[3-B-3-04] 糖尿病関連領域から見たICD-11の特徴と課題
ICD-11, Diabetes mellitus, Multiple parenting
糖尿病は、高血糖を主徴とする様々な成因からなる病態であり、また多岐にわたる急性・慢性臓器合併症を生じる。病型や合併症の分類は、臨床と研究の長い歴史を経て少しずつ変遷しており、またほかの臓器ともオーバーラップするため、最新の知見と今後の融通性、及び臨床診断との整合性、などをICD-11にどのように取り込むかが、大きな課題であった。
ICD-11では、糖尿病の大分類は国際的なコンセンサスに従っている1型糖尿病の中に、SPIDDM(slowly progressive IDDM)とFulminant type 1 diabetes(劇症1型糖尿病)という2つの亜型が、termとして新たに採用された点が注目される。
糖尿病の特徴である慢性合併症は、ICD-10では種類やステージに分けてすべて糖尿病の章で扱っていたため、きわめて複雑で実用性に乏しかった。ICD-11では糖尿病と合併症を別々にコードし便利になったが、合併症の扱いはそれぞれの臓器での構成に依存している。また主流「diabetic kidney disease」という新たな概念がtermとして認められたが、今後の位置づけが重要になるだろう。

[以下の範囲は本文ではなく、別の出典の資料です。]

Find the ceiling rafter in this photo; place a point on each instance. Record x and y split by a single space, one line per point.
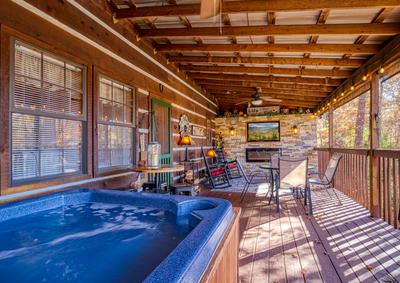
251 90
323 16
260 78
250 6
378 19
270 85
271 30
268 70
351 63
284 48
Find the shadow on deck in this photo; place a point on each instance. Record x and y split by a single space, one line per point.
340 243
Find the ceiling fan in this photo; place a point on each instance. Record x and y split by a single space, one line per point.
257 99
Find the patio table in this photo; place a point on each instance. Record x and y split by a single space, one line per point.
273 168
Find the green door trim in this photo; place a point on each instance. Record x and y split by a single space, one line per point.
166 158
155 101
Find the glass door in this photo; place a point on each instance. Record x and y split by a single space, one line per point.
161 133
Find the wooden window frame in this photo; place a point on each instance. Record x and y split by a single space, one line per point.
12 109
109 169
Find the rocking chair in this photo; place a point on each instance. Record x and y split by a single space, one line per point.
232 167
217 174
327 180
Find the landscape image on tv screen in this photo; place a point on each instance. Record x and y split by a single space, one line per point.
263 131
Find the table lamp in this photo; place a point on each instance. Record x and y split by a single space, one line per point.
185 140
211 153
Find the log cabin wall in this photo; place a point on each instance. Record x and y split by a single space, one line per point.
81 34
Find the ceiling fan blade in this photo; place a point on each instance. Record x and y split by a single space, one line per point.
209 8
242 102
267 98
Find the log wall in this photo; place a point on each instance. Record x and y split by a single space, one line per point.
83 32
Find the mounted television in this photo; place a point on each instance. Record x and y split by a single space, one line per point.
263 131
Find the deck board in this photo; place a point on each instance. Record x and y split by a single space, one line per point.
340 243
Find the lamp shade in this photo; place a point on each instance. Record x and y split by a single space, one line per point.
211 153
185 140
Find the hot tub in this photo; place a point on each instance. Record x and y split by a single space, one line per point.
110 236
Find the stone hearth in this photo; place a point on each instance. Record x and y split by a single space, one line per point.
293 145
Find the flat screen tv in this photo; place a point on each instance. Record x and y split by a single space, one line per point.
263 131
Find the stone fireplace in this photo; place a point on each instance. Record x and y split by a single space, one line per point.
260 154
293 145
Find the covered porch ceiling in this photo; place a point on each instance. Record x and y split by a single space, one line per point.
297 52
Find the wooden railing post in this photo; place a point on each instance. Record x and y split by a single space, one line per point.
374 144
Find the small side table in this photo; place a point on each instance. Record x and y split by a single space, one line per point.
157 172
191 180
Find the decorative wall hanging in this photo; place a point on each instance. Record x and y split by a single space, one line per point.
184 126
198 131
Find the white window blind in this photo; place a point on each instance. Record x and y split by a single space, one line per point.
47 115
115 124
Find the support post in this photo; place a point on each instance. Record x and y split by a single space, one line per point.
374 144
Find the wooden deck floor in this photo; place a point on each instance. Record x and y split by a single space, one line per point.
341 243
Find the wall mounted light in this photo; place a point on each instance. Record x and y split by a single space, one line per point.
186 141
211 153
232 131
295 130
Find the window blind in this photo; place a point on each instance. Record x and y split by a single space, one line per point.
47 115
115 124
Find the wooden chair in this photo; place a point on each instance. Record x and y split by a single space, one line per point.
231 166
292 179
327 180
249 179
217 173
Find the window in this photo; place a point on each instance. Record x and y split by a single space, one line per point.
47 115
351 123
116 125
323 130
389 113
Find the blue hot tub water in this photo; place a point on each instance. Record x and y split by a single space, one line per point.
87 236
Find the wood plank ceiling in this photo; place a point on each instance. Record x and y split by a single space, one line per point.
295 51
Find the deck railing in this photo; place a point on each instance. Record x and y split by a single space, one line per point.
354 179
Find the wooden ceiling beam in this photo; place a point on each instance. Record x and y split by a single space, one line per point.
266 48
352 63
268 70
293 91
250 6
238 97
274 30
317 96
259 78
270 85
229 101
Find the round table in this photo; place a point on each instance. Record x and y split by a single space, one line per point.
157 171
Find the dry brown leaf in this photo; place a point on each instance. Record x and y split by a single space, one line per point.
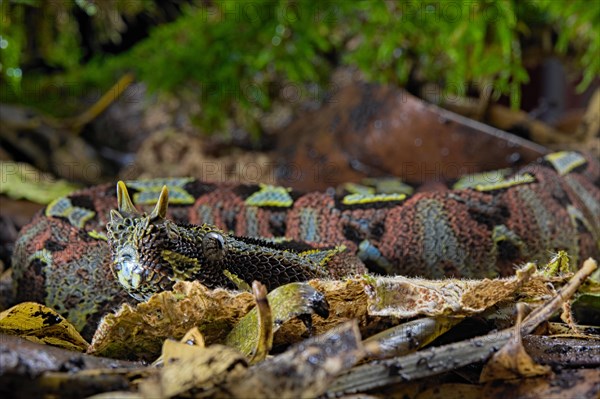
303 371
140 331
192 369
41 324
409 297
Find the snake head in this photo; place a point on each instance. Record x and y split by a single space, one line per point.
132 235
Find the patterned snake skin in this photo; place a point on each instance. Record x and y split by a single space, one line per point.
478 227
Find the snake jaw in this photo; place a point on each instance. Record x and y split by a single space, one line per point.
128 269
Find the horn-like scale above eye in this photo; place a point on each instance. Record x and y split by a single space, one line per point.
160 210
125 205
213 245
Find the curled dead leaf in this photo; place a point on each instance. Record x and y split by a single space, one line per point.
39 323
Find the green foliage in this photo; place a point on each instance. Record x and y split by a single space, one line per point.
240 55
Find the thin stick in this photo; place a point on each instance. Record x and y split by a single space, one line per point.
449 357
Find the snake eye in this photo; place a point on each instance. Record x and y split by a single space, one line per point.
213 245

病因分類と臨床像による分類の混在や、複数の親疾患(double parents)をもつ病態の扱いなど、糖尿病を通じて明らかとなったICD-11全体に関わる課題も少なくない。腫瘍性疾患は、ICD-11全体を通じて部位と悪性度で表現され、機能的分類が欠けており、糖代謝異常をともなう内分泌腫瘍の扱いが混乱している。遺伝子異常による疾患についても、臨床診断と遺伝子診断(確定診断)の問題、複数の臓器にわたる疾患の扱い、発症前診断などの課題がある。将来の新たな疾患研究の成果の取り込みも課題となろう。